Whether you are a first time home buyer or an experienced investor in real estate, you can easily overlook costs associated with a real estate transaction. Lulu recognizes how stressful these surprise expenses can be so she has provided you with the following list to consider.
· Property Transfer Tax - This provincial tax calculated at 1% of the purchase price up to $200,000 and 2% on any amount from $200,000 to $2,000,000; 3% on any amount from $2,000,001 to $3,000,001; and 5% over $3,000,001. If you are a first time homebuyer and your purchase price is less than $500,000, then you will be exempt from this tax.
· Interest Adjustment - This is often deducted by the bank directly from your mortgage payment account on the interest adjustment date and is the interest you will pay for receiving your mortgage money before the official start date of your mortgage.
· Property Tax and Utility Adjustment - The taxes and utilities will be adjusted in the Statement of Adjustments. Taxes are based on the calendar year between January 1 and December 31 and are usually due the first business day in July. Utilities can be billed yearly, quarterly or monthly and sometimes a special metre reading is required. If the due date is before the completion date the Seller will be responsible for paying the tax bill. If the due date is after the completion date then the purchaser will be responsible for remitting the payment. Whoever pays the bill will be credited for the number of days that they do not have ownership of the property in that calendar year.
· Strata Forms and Adjustments - If you are purchasing a strata property, your lawyer will need to order certain documents from the strata corporation in order to be able to close on the property. This cost will be included in your statement of adjustments provided to you by your lawyer or notary.
· Property Appraisal - This may be a requirement of your lender and is usually completed at the time your bank gives you its mortgage commitment. Not all lenders require a property appraisal but it is good to keep this cost in mind, as it may be a requirement from your lender.
· High Ratio Mortgage Insurance - Canadian Law requires lending institutions to insure mortgages with less than 20% down payment/equity. The premium is a percentage of the mortgage and is added to the mortgage amount and which will be deducted from your net mortgage proceeds.
· Property Inspection - This is usually done at the discretion of the purchaser, although this is something that Lulu highly recommends. An inspection is a thorough evaluation of the structure, systems and components of the home. The inspection report is usually multi-paged and comments on the condition of, but not limited to foundations, electrical, plumbing, heating, water heaters, appliances, fireplaces, drainage, roof, walls, floors, attic, crawl spaces and patios. The inspection is preformed while a conditional offer is in place which gives the Buyer the tools and necessary information to decide as to whether or not they would like to proceed with buying the home.

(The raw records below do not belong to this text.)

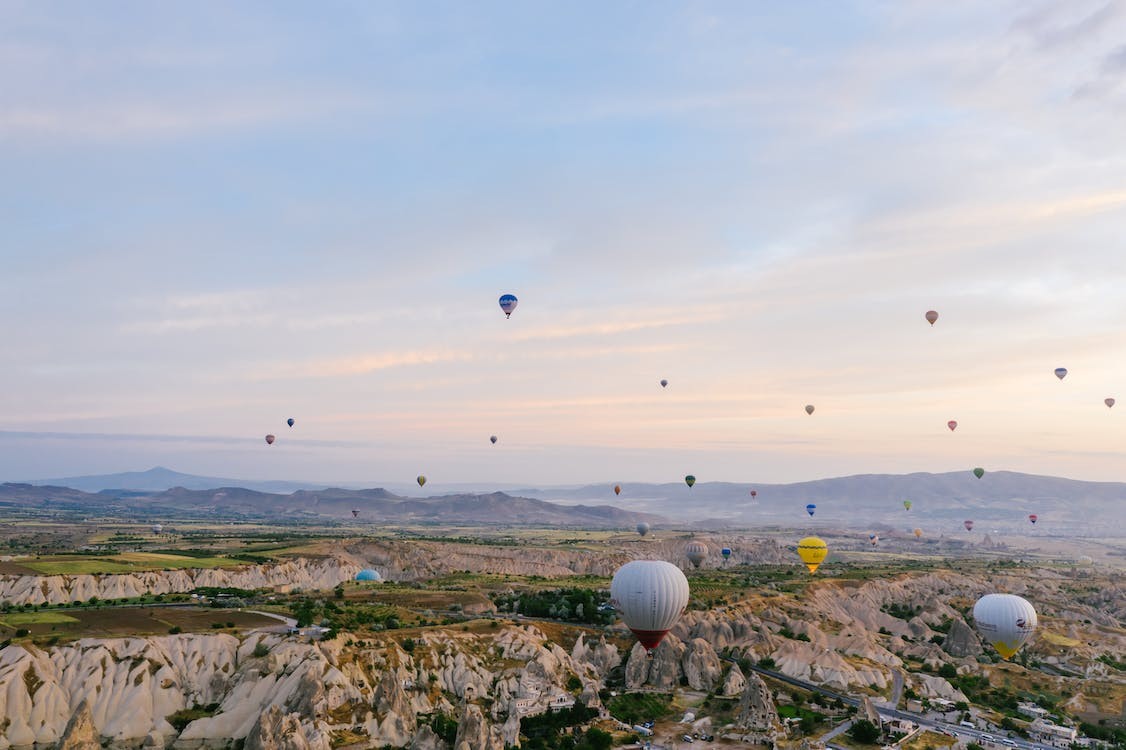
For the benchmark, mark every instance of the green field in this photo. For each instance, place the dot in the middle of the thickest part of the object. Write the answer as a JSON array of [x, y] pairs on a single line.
[[130, 562]]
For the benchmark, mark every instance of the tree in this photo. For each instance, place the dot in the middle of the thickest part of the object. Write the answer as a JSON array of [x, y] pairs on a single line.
[[864, 731]]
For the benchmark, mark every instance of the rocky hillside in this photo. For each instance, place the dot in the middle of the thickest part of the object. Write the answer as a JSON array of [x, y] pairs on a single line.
[[307, 573]]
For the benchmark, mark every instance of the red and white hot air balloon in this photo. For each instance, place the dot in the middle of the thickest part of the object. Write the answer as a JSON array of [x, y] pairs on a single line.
[[651, 596]]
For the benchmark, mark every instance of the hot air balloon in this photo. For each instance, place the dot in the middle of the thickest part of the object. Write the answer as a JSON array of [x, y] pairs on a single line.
[[696, 553], [812, 551], [1006, 622], [508, 304], [650, 595]]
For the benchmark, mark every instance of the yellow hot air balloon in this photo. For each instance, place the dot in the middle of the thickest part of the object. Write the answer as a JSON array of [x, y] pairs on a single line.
[[812, 551]]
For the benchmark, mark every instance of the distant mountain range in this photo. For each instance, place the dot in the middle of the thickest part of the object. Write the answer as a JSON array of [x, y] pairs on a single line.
[[1000, 500]]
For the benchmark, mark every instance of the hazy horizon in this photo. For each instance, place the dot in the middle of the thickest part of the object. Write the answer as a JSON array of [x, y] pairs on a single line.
[[219, 219]]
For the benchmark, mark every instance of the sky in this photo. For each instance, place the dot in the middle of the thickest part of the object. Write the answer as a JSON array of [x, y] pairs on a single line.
[[217, 216]]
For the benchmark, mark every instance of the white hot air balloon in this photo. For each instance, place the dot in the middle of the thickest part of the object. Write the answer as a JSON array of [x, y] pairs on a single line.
[[696, 553], [1006, 622], [651, 595]]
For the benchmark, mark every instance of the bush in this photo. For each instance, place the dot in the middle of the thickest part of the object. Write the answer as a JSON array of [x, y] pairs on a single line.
[[864, 731]]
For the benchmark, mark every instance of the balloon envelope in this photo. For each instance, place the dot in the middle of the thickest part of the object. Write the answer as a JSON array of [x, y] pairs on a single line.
[[1006, 622], [696, 553], [812, 551], [650, 595]]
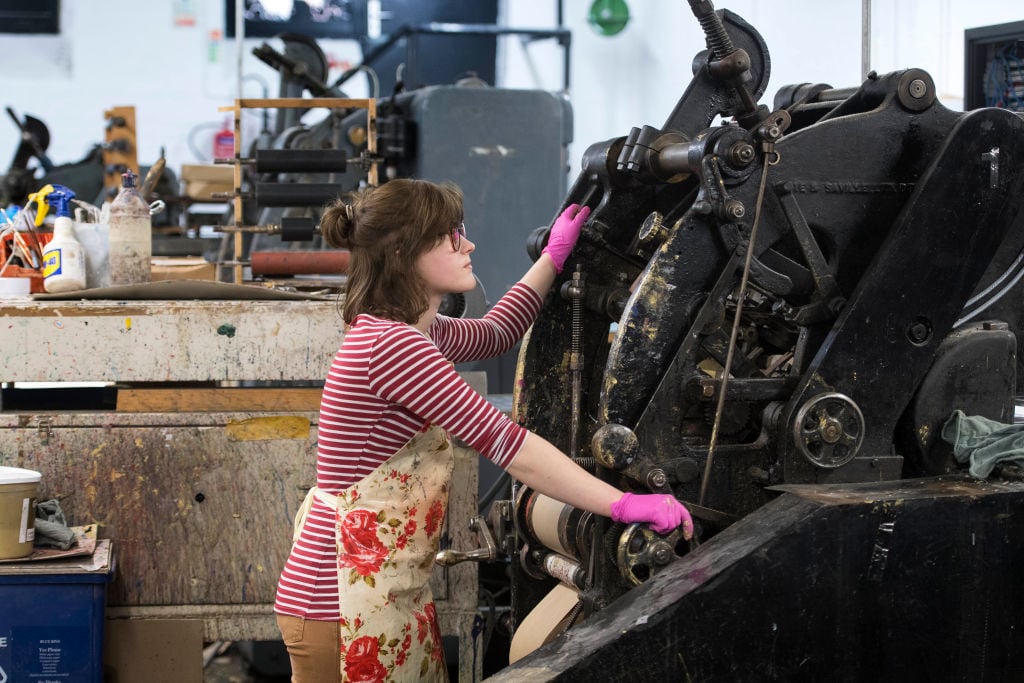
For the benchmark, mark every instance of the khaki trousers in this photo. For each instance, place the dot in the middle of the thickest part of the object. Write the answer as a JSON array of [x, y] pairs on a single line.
[[312, 648]]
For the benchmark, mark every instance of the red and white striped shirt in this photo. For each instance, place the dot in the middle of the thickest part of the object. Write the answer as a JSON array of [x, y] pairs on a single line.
[[386, 381]]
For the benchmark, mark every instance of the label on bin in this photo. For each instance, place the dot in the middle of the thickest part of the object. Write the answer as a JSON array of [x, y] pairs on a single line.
[[27, 531], [45, 654]]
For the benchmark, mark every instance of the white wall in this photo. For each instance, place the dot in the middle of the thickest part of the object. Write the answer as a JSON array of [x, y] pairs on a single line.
[[116, 52]]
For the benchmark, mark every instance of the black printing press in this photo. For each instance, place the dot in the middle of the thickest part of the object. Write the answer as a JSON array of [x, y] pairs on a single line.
[[771, 313]]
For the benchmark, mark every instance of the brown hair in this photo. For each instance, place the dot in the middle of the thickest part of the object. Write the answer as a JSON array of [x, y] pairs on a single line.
[[386, 228]]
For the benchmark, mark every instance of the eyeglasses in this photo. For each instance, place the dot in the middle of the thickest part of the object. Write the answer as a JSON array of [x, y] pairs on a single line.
[[457, 233]]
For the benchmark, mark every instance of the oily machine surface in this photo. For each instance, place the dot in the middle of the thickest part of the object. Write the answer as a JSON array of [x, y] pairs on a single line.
[[772, 313]]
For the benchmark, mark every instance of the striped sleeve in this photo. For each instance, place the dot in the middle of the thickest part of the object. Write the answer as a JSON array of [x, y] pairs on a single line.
[[464, 340], [408, 369]]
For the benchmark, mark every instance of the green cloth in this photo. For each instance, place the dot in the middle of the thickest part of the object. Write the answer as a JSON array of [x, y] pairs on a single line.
[[982, 441]]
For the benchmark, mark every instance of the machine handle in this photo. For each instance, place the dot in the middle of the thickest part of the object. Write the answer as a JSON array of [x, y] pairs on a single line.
[[449, 557]]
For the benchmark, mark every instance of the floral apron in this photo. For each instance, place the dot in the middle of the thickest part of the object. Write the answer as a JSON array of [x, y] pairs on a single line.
[[387, 527]]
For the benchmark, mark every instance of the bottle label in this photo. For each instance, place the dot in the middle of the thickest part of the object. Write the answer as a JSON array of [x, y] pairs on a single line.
[[51, 263]]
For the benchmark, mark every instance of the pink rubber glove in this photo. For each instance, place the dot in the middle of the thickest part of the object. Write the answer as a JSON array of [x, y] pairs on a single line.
[[564, 232], [662, 511]]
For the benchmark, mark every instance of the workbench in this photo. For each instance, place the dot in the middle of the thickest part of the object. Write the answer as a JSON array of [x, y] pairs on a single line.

· Title Insurance - Title Insurance is required by the bank in the absence of a survey.
· Econveyance Fees - By using electronic registration, Lawyers and Notary's are able to extend the hours of possible registration of the property after 3 pm and gives them greater flexibility to complete the transaction.
· Legal Fees - You will require a Lawyer or Notary to complete the Real Estate transaction. If you are Buyer, your lawyer will work with the Seller's lawyer to ensure title of the home is removed from the sellers name and into yours on completion date and vice versa if you are a Seller.
· Real Estate Commissions - If you are Selling your home, you will be responsible for paying Real Estate Sales Commissions. If you are a buyer, you do not have to pay real estate sales commissions.